She began assisting her mother in the lab at the Institute of Radium at the University of Paris when she was 21. That's where she met a young chemical engineer named Frédéric Joliot; they were married in 1926, and in 1935, the husband and wife team won the Nobel Prize in chemistry, for artificially creating radioactive elements. Unfortunately, like her mother, Joliot-Curie developed leukemia as a result of her close work with radioactive substances; she died in 1956, at the age of 58.
Elizabeth Barrett and Robert Browning eloped on this date in 1846. They had been courting in secret for a year and a half, through the mail, unbeknownst to her father. It had begun when Browning (books by this author) wrote Barrett (books by this author) a gushing fan letter, saying, "I love your verses with all my heart, dear Miss Barrett ... and I love you too." She wrote a long letter in return, thanking him and asking him for ways she might improve her writing. Barrett was an invalid, and was reliant on morphine, and it was some months before Browning convinced her to meet face to face. Barrett's father didn't like Browning, and viewed him as a fortune hunter.
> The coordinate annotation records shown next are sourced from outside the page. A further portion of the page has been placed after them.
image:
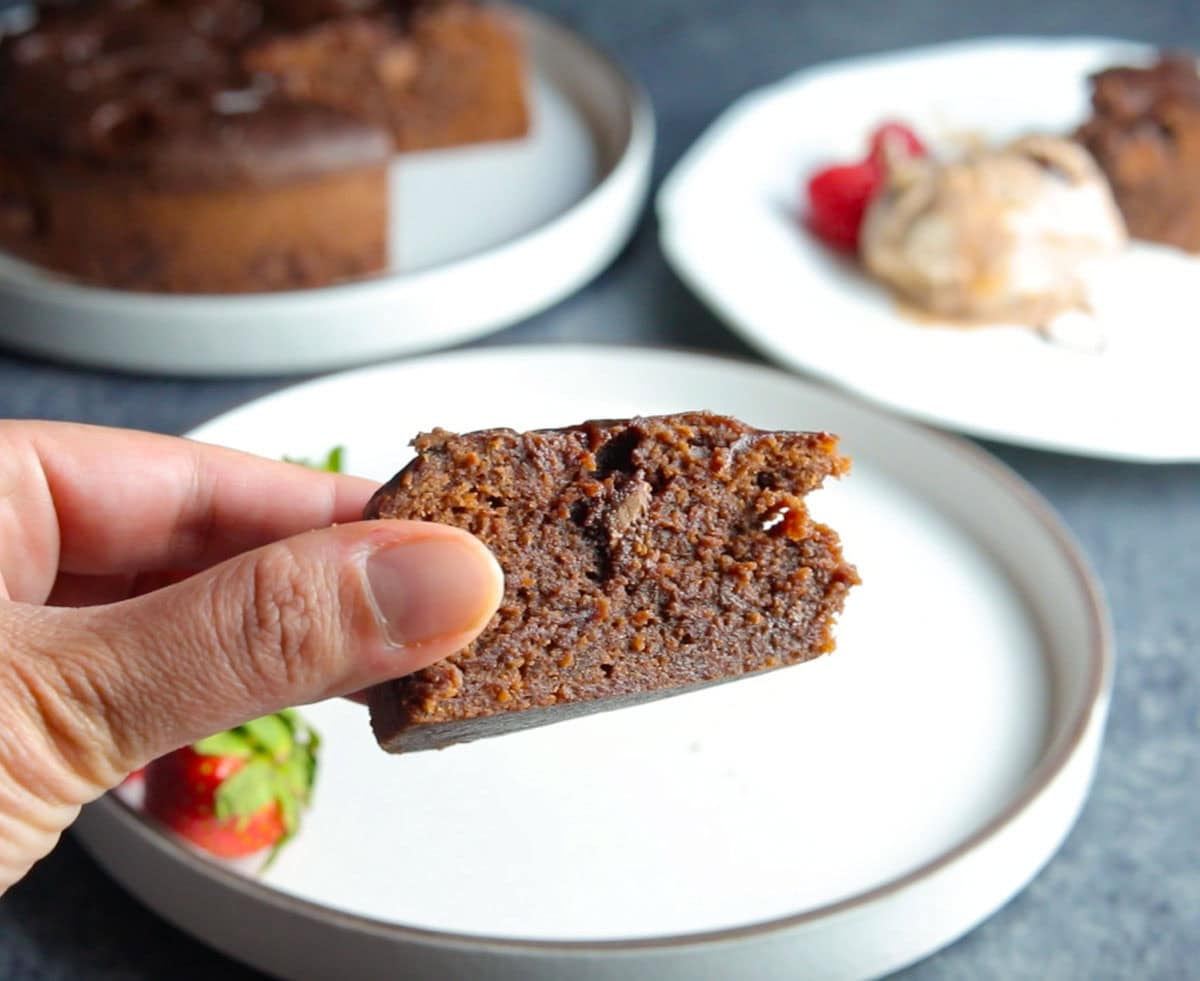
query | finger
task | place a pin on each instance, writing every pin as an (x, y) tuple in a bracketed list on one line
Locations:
[(322, 614), (88, 500)]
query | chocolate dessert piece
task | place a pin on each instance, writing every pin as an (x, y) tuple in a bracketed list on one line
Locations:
[(1145, 134), (642, 558), (136, 151), (234, 145), (435, 73)]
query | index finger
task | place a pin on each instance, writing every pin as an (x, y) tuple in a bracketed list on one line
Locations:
[(103, 501)]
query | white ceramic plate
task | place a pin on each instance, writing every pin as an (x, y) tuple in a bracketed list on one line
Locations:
[(485, 236), (837, 819), (727, 220)]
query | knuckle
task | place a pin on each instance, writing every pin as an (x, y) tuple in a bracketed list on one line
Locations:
[(61, 736), (282, 627)]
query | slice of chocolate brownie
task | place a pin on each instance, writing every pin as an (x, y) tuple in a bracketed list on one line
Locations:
[(642, 558)]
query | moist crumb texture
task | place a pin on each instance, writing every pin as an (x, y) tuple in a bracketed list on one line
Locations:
[(641, 557)]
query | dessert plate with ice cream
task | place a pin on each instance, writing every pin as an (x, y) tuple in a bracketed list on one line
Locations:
[(973, 268)]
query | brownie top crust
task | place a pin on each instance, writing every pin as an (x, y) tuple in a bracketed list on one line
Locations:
[(161, 90)]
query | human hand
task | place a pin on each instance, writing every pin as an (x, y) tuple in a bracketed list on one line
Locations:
[(111, 658)]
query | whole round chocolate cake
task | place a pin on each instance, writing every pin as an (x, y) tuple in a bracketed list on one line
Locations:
[(233, 145)]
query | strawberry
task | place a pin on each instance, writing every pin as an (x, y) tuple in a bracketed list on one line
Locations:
[(838, 197), (238, 792), (895, 138)]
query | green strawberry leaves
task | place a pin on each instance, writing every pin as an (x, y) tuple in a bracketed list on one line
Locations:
[(228, 744), (333, 461), (281, 753)]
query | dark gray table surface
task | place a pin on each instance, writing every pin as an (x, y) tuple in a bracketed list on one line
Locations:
[(1122, 898)]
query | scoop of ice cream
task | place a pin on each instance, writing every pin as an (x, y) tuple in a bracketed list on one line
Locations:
[(997, 236)]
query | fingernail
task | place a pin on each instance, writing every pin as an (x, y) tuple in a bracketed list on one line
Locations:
[(432, 588)]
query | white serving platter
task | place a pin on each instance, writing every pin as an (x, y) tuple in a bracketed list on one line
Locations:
[(837, 819), (1120, 385), (484, 236)]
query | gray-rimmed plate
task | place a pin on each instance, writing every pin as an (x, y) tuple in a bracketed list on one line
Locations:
[(837, 819)]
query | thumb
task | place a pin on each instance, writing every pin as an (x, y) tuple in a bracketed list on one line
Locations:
[(318, 615)]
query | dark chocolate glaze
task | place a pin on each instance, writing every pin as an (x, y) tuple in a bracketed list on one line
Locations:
[(159, 89)]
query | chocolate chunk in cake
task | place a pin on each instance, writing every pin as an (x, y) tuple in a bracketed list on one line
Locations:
[(642, 558)]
On the day of the wedding, Browning posted another letter to Barrett, which read, "Words can never tell you, however, — form them, transform them anyway, — how perfectly dear you are to me — perfectly dear to my heart and soul. I look back, and in every one point, every word and gesture, every letter, every silence — you have been entirely perfect to me — I would not change one word, one look." They were married at St. Marylebone Parish Church, and Barrett returned to her father's house, where she stayed for one more week before she ran off to Italy with Browning. She never saw her father again. After the wedding, she presented Browning with a collection of poems she'd written during their courtship. It was published in 1850 as Sonnets from the Portuguese.